The report also pointed to a lack of training in venting to reduce pressure in the containment vessel and the difficulty in working without an adequate blueprint as key reasons for a hydrogen explosion.
TEPCO concluded that no quake damage had occurred to plant equipment even though it was not in a position to confirm the extent of damage because of high radiation levels within the plant.
"TEPCO management was controlled by a thinking of wanting to minimize effects on other nuclear plants," the report said.
However, because Diet commission members also were unable to confirm the extent of damage, the findings remain nothing more than speculation.
Government left evacuation decision up to local residents
The Diet commission also was critical of how and when the central government issued evacuation orders to local residents.
For example, the central government instructed residents living in a radius of 20 to 30 kilometers from the Fukushima plant to remain indoors for a 10-day period.
It then changed its instructions and left the decision on whether to evacuate up to residents.
"Because it was left up to residents (whether to evacuate), we must conclude that (the central government) abandoned its responsibility (to protect) the lives of the public."
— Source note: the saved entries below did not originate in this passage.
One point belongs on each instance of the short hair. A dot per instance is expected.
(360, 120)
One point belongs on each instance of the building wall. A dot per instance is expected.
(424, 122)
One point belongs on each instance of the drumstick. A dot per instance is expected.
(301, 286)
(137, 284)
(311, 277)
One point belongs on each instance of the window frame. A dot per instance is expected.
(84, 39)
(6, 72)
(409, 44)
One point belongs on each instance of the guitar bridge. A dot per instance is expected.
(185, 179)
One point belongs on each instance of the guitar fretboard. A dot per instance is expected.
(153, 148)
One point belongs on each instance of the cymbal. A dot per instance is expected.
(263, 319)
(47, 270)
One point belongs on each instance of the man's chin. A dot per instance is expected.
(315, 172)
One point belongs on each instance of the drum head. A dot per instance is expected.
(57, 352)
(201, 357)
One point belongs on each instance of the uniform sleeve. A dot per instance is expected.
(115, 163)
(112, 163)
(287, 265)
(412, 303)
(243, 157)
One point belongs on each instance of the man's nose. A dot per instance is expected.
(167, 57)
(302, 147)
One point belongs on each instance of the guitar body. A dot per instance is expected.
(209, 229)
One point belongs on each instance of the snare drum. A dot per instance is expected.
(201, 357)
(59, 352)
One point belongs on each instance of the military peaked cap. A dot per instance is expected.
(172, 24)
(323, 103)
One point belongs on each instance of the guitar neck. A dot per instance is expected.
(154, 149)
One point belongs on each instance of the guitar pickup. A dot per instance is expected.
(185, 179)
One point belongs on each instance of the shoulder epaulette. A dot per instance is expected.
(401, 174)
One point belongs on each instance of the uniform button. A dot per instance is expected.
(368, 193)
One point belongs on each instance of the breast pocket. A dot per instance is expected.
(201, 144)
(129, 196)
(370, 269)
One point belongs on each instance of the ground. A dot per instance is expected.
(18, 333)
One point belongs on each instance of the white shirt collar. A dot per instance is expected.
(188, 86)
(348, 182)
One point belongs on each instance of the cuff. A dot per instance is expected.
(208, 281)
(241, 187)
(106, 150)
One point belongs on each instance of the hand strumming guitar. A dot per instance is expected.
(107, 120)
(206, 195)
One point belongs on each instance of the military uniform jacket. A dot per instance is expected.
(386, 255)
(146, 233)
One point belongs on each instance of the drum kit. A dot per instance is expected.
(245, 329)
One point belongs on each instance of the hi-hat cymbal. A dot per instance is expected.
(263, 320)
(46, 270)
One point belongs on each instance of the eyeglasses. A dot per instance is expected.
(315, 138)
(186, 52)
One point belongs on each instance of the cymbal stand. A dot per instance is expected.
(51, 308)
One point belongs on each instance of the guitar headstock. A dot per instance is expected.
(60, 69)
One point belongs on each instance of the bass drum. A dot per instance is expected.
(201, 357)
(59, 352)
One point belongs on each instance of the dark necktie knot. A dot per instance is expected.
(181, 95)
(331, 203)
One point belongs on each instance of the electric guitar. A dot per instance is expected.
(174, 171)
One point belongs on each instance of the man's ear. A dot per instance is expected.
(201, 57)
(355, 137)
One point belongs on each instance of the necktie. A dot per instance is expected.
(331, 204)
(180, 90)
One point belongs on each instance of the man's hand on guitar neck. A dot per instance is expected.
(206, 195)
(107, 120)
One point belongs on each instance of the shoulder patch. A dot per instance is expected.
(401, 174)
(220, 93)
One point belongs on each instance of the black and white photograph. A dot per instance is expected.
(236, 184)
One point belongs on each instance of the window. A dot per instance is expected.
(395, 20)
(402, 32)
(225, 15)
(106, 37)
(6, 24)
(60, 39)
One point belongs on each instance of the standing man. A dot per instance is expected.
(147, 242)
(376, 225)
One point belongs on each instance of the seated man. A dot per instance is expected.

The report was scathing in its criticism of inadequate disaster management plans drawn up by the Fukushima prefectural government and medical institutions.
It noted that at least 60 people who were in hospitals or care facilities for senior citizens within a 20-km radius of the Fukushima No. 1 plant had died by the end of March 2011 after their health deteriorated due to evacuation.
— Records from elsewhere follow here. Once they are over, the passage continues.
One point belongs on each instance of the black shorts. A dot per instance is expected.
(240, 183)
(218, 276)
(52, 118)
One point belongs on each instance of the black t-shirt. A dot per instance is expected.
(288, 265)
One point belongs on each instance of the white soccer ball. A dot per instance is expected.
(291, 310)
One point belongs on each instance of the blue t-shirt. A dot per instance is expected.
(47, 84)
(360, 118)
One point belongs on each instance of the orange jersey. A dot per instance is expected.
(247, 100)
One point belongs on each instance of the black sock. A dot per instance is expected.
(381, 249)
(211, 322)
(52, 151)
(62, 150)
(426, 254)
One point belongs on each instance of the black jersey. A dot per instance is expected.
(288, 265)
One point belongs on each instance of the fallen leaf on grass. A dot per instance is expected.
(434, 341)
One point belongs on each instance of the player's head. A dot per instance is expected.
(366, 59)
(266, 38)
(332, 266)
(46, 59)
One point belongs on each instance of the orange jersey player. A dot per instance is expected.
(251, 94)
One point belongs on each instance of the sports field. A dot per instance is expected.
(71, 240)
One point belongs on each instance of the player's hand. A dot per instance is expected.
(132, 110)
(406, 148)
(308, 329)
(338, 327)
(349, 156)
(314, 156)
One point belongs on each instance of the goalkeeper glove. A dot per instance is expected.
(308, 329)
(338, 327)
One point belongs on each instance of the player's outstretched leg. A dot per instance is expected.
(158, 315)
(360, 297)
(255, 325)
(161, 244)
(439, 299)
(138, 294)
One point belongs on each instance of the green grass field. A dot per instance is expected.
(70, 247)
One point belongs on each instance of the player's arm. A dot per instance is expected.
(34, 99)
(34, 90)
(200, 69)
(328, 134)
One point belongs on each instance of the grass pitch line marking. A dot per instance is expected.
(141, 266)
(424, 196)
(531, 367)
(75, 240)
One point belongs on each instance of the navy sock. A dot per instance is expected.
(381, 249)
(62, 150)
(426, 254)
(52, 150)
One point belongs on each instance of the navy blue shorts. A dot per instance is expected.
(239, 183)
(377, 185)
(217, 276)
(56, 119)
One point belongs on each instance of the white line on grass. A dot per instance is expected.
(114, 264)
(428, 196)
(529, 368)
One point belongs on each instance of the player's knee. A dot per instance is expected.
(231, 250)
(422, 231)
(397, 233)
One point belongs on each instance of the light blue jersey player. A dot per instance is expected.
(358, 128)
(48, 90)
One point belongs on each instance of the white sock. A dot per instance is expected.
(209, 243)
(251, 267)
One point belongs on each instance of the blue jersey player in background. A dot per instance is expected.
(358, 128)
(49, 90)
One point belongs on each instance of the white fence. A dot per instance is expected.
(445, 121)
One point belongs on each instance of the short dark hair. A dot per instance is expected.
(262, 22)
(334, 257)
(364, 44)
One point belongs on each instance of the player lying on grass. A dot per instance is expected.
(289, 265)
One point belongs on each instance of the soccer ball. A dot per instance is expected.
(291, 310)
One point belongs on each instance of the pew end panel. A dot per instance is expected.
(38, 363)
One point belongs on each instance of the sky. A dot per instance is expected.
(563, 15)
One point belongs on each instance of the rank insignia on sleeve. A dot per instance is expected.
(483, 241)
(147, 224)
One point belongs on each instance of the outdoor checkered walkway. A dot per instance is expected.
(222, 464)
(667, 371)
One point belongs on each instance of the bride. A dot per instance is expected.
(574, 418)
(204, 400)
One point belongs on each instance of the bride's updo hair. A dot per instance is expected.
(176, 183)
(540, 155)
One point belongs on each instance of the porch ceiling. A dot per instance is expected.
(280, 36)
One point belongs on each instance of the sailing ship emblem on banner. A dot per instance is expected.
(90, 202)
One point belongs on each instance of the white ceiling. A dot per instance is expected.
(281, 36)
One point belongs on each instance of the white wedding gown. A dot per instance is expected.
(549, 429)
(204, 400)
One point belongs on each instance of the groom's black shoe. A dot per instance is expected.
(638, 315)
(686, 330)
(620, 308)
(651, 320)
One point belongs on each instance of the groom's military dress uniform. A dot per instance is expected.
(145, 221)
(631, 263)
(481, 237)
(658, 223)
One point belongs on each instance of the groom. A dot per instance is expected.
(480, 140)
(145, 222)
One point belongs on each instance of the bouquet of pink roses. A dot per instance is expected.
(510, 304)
The commission also touched on the failure of some local governments to issue instructions to local residents to take iodine tablets to counter radiation exposure.
It was also critical of an assessment by the central government and Fukushima prefectural government that no obvious health risks had been detected in people exposed to radiation levels of 100 millisieverts or less.
The central government is now reviewing its standard for maximum exposure in evacuation zones to an annual level of 20 millisieverts.
The report prodded the central and local governments to address health issues on grounds that exposure of even 100 millisieverts or less could lead to problems.
It said the 20-millisievert standard for reviewing evacuation zones was too high, especially when considering the health of children and pregnant women.
The commission also castigated the central and Fukushima prefectural governments for not taking steps to assess health problems caused by internal radiation exposure.